Za co jebać Arlekina ?
No i cóż, nastała nowa moda... moda na crusty, stencze, anarchopunk,
dready, naszywki itp. itd. Czy to źle czy dobrze ? Kiedyś obawiałem się mody
na S.E. - każdy twierdził, że taka pozytywna moda jest O.K. Ja jednak byłem
sceptyczny, obawiając się kolejnych podziałów, nietolerancji, wojen subkulturowych,
drobnych utarczek, mutantów. Po części to się spełniło (hardline) i myślę, że
w tej modzie było więcej palantów niż ludzi z "głową". Teraz mamy crust... Nie
wiedziałem, że czwarty Arlekin wywoła tak skrajne reakcje (od zachwytu ludzi
otwartych do totalnego jebania w prasie radykałów). Po części mnie to ucieszyło,
bo bardzo lubię prowokować, ale po części też zastanowiło. Pewne osoby zarzucały
nam, że po co robimy zina jeśli nie jesteśmy w ogóle związani z tą "sceną".
Najczęściej byli to anarchopunki, którzy w momencie jak my zaczynaliśmy działać
na tej scenie wydając kasety, ziny i organizując koncerty i wszelakie akcje
mieli 9-11 lat. Zawsze myślałem, że punk oznacza różnorodność, nie zamykanie
się w schematach i ciągle poszukiwania, ale z drugiej strony obserwując ludzi
na "czad giełdach" i koncertach zauważyłem żenującą schematyczność w ubiorze
i muzyce. Jebie się "Arlekina" uważając go za nie związanego ze "sceną". Ponieważ
autorom może nie podobać się muzyka Homomilitii i durne teksty typu "fuck you
szkoła". Jebie się "Arlekina", bo autorom może nie podobać się prymitywna muzyka
Resistu, do tego nagrana tak, że mało co można usłyszeć. Jebie się "Arlekina",
bo zamieszczone są wywiady z "komercyjnymi" Dezerterami, "głupawą'' Armią *.

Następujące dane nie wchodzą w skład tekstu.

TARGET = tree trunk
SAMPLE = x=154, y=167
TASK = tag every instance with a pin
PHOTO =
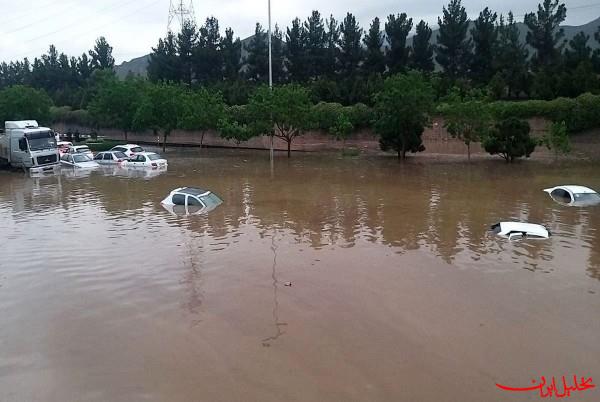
x=469, y=152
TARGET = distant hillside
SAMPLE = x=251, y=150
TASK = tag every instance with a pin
x=139, y=65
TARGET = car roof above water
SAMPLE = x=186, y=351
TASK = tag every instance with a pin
x=191, y=191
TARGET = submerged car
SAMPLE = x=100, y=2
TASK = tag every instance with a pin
x=128, y=149
x=78, y=161
x=520, y=230
x=191, y=200
x=81, y=149
x=110, y=157
x=146, y=159
x=63, y=146
x=574, y=196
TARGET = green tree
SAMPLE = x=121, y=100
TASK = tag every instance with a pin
x=397, y=29
x=373, y=41
x=115, y=104
x=467, y=120
x=24, y=103
x=557, y=139
x=201, y=110
x=402, y=111
x=511, y=56
x=454, y=48
x=207, y=52
x=283, y=112
x=332, y=51
x=296, y=51
x=186, y=46
x=102, y=54
x=421, y=55
x=231, y=55
x=159, y=110
x=164, y=62
x=258, y=56
x=510, y=139
x=484, y=34
x=578, y=50
x=545, y=32
x=351, y=51
x=315, y=41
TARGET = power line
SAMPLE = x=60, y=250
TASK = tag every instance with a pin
x=64, y=28
x=81, y=33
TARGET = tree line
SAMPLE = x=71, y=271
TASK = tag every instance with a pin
x=340, y=61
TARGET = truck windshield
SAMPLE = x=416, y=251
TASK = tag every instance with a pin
x=40, y=141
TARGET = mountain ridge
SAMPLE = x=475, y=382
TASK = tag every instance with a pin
x=139, y=65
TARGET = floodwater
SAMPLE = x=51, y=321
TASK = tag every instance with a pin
x=398, y=290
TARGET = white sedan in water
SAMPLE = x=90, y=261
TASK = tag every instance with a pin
x=146, y=159
x=81, y=161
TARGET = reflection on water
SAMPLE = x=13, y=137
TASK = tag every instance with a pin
x=96, y=252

prowokacyjną Profanacją. Jebie się "Arlekina", bo autorzy nie umieją pisać "poważnej
literatury S.F." (dotyczyło to opowiadań o Janku i swoją drogą ten fragment
był najgłupszy w recenzjach, które czytałem - a najsmutniejsze jest to , że
został wydrukowany w piśmie, które bardzo sobie cenię. Cieszy mnie i to wszystko,
mam nadzieje, że będzie się go jebać i po tym numerze, po powodów do tego damy
; bardzo dużo. Cieszy mnie też to, że są jeszcze na tej scenie zespoły naprawdę
dojrzałe muzycznie, testowo i emocjonalnie (Alians, Pidżama Porno, Świat Czarownic).

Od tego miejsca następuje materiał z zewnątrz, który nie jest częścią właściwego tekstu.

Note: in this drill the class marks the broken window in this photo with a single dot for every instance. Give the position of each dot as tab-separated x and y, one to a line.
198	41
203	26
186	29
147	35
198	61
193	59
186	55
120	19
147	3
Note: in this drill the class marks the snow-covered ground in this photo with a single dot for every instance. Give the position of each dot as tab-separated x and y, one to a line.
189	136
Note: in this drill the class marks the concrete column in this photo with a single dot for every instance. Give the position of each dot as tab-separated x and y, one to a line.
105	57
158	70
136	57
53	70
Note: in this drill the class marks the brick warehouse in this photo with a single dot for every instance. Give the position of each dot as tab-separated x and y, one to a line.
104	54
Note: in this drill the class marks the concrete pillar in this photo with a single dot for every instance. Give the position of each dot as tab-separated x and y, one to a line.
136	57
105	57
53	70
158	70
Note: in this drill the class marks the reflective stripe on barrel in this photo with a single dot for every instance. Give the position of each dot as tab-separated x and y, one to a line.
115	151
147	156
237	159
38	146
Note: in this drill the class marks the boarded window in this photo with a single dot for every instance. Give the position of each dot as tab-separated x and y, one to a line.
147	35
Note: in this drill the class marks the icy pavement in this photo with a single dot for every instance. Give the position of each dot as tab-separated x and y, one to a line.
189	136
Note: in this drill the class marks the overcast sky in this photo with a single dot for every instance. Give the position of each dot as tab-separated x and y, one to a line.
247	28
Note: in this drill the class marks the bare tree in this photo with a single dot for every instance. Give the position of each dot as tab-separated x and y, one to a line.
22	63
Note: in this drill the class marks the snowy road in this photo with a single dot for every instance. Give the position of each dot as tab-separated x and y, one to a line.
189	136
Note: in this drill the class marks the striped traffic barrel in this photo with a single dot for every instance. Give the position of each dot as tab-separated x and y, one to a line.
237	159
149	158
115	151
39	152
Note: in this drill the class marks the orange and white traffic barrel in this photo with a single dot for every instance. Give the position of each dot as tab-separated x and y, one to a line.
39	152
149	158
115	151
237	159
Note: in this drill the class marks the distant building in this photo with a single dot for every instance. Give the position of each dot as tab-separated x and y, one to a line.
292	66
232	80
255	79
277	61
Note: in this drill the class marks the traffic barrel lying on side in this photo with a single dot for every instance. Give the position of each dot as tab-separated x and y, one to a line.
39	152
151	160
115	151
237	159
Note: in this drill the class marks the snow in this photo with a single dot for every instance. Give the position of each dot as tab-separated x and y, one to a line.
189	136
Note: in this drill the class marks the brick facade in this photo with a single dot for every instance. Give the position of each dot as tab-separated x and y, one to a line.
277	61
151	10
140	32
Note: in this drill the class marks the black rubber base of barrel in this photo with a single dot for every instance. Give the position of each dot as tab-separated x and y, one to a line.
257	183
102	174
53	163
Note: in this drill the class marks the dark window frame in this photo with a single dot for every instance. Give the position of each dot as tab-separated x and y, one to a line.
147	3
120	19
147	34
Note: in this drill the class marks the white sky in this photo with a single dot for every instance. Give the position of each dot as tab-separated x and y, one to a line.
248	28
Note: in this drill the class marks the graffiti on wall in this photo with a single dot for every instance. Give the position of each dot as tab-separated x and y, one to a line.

Cieszę się też, że na oficjalnej scenie działają zespoły, które mają super muzykę
i texty (Kazik, Świetliki, Homo Twist). I będę cały czas wyśmiewał ludzi z klapkami
na oczach, zamykających się w swoich szufladach, jebiących wszystko i wszystkich
co nie jest ''ich" (bzdurne i głupie wypowiedzi na temat Armii w "On fire",
niektóre fragmenty "Crusta"). Mamy nadzieję, że znajdzie się te tysiąc osób,
które kupią naszą gazetkę, przeczytają i być może zastanowią się nad pewnymi
sprawami. My nie jesteśmy drugą "Dupą Jasiu". Nie próbujemy niczego niszczyć,
, niczego dzielić. Nie próbujemy nikogo skłócać, ani rozwalać sceny od środka.
Wręcz przeciwnie. Chcemy ją scalać, żeby rosła w siłę. A siła moi drodzy tkwi
w różnorodności.
Andrzej . Wakacje 1995.
Podziękowania za natchnienie: Piszpunt, Kuba i"Put-Nocnik", "Żółte Papiery",
Kasia Sałek, Załoga z Bielawy, Bezkoc, Jacek Andrukajtis -"Motłoch Distro",
kolega wytykający mi, że Arlekin ma nieekologjczną okładkę, wszyscy ; ludzie
przyjeżdżający na "czad giełdy" do Katowic.
* zespół Armia podobał mi się do płyty "Legenda". Już mi się nie podoba, ani
muzycznie, ani tekstowo (bo nie wiem o czym śpiewają). Nie wyklucza to jednak
faktu, że jest on doskonałym przykładem.